DW África: O que é que saltou à vista quando aterrou no país?

JN: A impressão é basicamente o contrário do que vemos na imprensa. Embora seja uma situação complexa, muito perigosa, encontramos a vida ali a decorrer normalmente. Isto, apesar de alguns confrontos armados que acontecem. Acabou por ser um desafio diferente da Libéria, mas acabei lá, a dar o meu contributo ao país.

DW África: Como é o dia-a-dia de um médico nesse cenário de conflito?

JN: Devido à situação, muitas vezes temos uma restrição de movimentos. É preciso saber qual é a situação de segurança antes de passarmos para o terreno. A rotina é prestar apoio técnico e logístico aos médicos locais, em termos de manejo dos casos, por exemplo.

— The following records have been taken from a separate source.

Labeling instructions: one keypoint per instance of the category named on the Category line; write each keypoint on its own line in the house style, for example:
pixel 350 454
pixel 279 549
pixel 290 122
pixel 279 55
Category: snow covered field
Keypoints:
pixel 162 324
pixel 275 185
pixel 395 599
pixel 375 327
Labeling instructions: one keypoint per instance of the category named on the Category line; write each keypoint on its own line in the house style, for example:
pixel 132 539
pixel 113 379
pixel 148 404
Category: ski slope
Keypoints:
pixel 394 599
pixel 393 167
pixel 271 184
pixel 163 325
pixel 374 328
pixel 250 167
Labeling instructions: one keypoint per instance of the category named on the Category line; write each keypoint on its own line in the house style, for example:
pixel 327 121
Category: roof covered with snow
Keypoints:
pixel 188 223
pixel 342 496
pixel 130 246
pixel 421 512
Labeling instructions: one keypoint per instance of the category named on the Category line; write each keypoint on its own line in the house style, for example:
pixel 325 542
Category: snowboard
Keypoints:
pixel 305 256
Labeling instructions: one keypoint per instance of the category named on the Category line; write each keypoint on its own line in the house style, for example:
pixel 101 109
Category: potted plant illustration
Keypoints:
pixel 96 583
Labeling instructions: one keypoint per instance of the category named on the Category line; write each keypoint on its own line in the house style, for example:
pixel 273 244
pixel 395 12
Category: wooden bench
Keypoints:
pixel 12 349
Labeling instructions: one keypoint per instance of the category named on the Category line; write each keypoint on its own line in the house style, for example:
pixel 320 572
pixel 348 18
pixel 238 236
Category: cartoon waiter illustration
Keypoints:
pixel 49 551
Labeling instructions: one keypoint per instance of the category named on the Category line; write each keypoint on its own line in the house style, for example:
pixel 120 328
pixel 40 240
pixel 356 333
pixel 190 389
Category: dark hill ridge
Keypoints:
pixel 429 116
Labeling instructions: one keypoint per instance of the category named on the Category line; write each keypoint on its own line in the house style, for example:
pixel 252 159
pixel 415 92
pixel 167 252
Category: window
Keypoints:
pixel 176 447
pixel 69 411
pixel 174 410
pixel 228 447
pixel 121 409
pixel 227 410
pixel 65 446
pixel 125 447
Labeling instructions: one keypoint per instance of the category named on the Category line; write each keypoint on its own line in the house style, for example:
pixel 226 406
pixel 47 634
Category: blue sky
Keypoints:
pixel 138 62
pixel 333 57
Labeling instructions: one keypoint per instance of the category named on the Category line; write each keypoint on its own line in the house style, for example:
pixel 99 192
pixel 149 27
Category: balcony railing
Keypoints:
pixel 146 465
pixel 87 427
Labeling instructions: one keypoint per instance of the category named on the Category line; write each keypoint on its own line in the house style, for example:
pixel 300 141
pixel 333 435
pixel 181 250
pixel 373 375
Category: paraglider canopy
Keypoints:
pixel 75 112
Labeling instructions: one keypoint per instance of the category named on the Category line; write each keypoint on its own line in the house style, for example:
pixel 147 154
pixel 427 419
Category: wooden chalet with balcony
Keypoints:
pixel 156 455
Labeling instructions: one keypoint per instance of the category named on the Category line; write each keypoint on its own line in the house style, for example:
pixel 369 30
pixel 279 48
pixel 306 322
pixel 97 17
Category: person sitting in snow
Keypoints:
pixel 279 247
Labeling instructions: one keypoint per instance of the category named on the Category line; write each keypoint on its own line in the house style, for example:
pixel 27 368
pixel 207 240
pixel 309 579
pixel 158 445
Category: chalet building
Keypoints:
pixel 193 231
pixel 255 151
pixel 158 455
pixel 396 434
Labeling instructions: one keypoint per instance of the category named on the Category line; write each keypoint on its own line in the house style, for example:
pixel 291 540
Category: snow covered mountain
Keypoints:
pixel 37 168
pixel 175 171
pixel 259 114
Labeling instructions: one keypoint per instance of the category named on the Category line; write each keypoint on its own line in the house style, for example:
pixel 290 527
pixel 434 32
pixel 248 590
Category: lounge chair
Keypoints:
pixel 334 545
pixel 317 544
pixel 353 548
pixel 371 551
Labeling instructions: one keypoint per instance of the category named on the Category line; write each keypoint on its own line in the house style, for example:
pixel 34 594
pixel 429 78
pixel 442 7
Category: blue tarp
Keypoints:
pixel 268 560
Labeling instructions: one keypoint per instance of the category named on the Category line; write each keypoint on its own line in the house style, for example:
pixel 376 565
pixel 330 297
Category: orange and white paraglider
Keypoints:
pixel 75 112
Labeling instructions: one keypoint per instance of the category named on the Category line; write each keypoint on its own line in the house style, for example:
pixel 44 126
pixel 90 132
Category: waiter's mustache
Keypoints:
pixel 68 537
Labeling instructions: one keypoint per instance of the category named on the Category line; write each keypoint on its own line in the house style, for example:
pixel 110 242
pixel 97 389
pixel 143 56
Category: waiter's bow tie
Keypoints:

DW África: Entre carências extremas e a violência, quais são os casos mais comuns que os médicos recebem?

JN: Além do traumatismo, claro, devido à violência, existem surtos declarados, de cólera, de dengue...são doenças típicas de países em desenvolvimento, especialmente um país com uma situação sanitária precária.

Rebeldes do Conselho de Transição do Sul, que lutam pela independência do sul do Iémen.Foto: Getty Images/AFP/N. Hasan

DW África: Daquilo que pôde ver nestes dois meses, quais são as maiores dificuldades dos profissionais de saúde no Iémen?

JN: A maior dificuldade é a movimentação. É sair, por exemplo, se há uma situação numa zona remota. Por vezes, as situações estão em zonas onde há um conflito armado muito ativo e temos de esperar até que haja alguma trégua  para podermos chegar lá e prestar assistência às pessoas. Além da própria situação sanitária. Agora há apoio das organizações humanitárias, mas há muita carência.

DW África: Como é que lida com esta questão da insegurança? Não tem medo de trabalhar neste contexto?

JN: O medo desaparece. Há sempre medo antes de ir, mas quando chegamos ao terreno é preciso deixar de ter medo para termos a força necessária para prestar assistência. Claro que a situação agora é diferente do contexto do ébola, o inimigo é silencioso, agora, quando estamos lá [no Iémen] por vezes ouvimos o barulho dos disparos. Mas é preciso confiar no sistema de segurança que temos e prosseguir o nosso trabalho.

DW África: Até quando vai ficar no Iémen?

JN: É muito complicado dizer, neste momento. Tudo vai depender das necessidades do país. Quando fui à Libéria, fui por seis semanas e acabei por ficar quatro anos. Portanto, é imprevisível. Fico o tempo que for necessário.

DW África: Para já não há um fim à vista para o conflito...

JN: Não, não, não...está muito complicado.